Introduction
============

Normally, Postfix receives mail, stores it in the mail queue and
then delivers it. With the external content filter described here,
mail is filtered AFTER it is queued. This gives you maximal control
over how many filtering processes you are willing to run in parallel.

This is not to be confused with the approach that is described in
the SMTPD_PROXY_README document, where SMTP mail is filtered BEFORE
it is queued.

An external content filter receives unfiltered mail from Postfix
(as described further below) and does one of the following:

1 - Re-inject the mail back into Postfix, perhaps after changing
    content.

2 - Reject the mail (by sending a suitable status code back to
    Postfix). Postfix will return the mail to the sender.

3 - Send the mail somewhere else.

This document describes two approaches to content filtering: simple
and advanced. Both approaches filter all the mail by default.

At the end are examples that show 1) how to filter only mail from
remote users, 2) how to use different filters for different
domains that you provide MX service for, and 3) how to set up
selective filtering on the basis of message envelope and/or
header/body patterns.

Simple content filtering example
================================

The first example is simple to set up.  A shell script receives
unfiltered mail from the Postfix pipe delivery agent, and feeds
filtered mail back into the Postfix sendmail command.

This means that mail submitted via the Postfix sendmail command
cannot be content filtered.

                  ..................................
                  :            Postfix             :
Unfiltered mail----->smtpd \                /local---->Filtered mail
                  :         -cleanup->queue-       :
               ---->pickup /                \smtp----->Filtered mail
               ^  :                        |       :
               |  :                         \pipe-----+
               |  ..................................  |
               |                                      |
               |                                      |
               +-Postfix sendmail<----filter script<--+

In this example, mail is filtered by a /some/where/filter program.
This can be a simple shell script like this:

    #!/bin/sh

    # Localize these.
    INSPECT_DIR=/var/spool/filter
    SENDMAIL="/usr/sbin/sendmail -i"

    # Exit codes from <sysexits.h>
    EX_TEMPFAIL=75
    EX_UNAVAILABLE=69

    # Clean up when done or when aborting.
    trap "rm -f in.$$" 0 1 2 3 15

    # Start processing.
    cd $INSPECT_DIR || { echo $INSPECT_DIR does not exist; exit $EX_TEMPFAIL; }

    cat >in.$$ || { echo Cannot save mail to file; exit $EX_TEMPFAIL; }

    # filter <in.$$ || { echo Message content rejected; exit $EX_UNAVAILABLE; }

    $SENDMAIL "$@" <in.$$

    exit $?

The idea is to first capture the message to file and then run the
content through a third-party content filter program.

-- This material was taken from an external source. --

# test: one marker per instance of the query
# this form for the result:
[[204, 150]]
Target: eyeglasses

- If the mail cannot be captured to file, mail delivery is deferred
  by terminating with exit status 75 (EX_TEMPFAIL). Postfix places
  the message in the deferred mail queue and tries again later.

- If the content filter program finds a problem, the mail is bounced
  by terminating with exit status 69 (EX_UNAVAILABLE).  Postfix
  will return the message to the sender as undeliverable.

- If the content is OK, it is given as input to the Postfix sendmail
  command, and the exit status of the filter command is whatever
  exit status the Postfix sendmail command produces. Postfix will
  deliver the message as usual.

I suggest that you run this script by hand until you are satisfied
with the results. Run it with a real message (headers+body) as
input:

    % /some/where/filter -f sender recipient... <message-file

Once you're satisfied with the content filtering script:

1 - Create a dedicated local user account called "filter".  This
    user handles all potentially dangerous mail content - that is
    why it should be a separate account. Do not use "nobody", and
    most certainly do not use "root" or "postfix".  The "filter"
    user will never log in, and can be given a "*" password and
    non-existent shell and home directory.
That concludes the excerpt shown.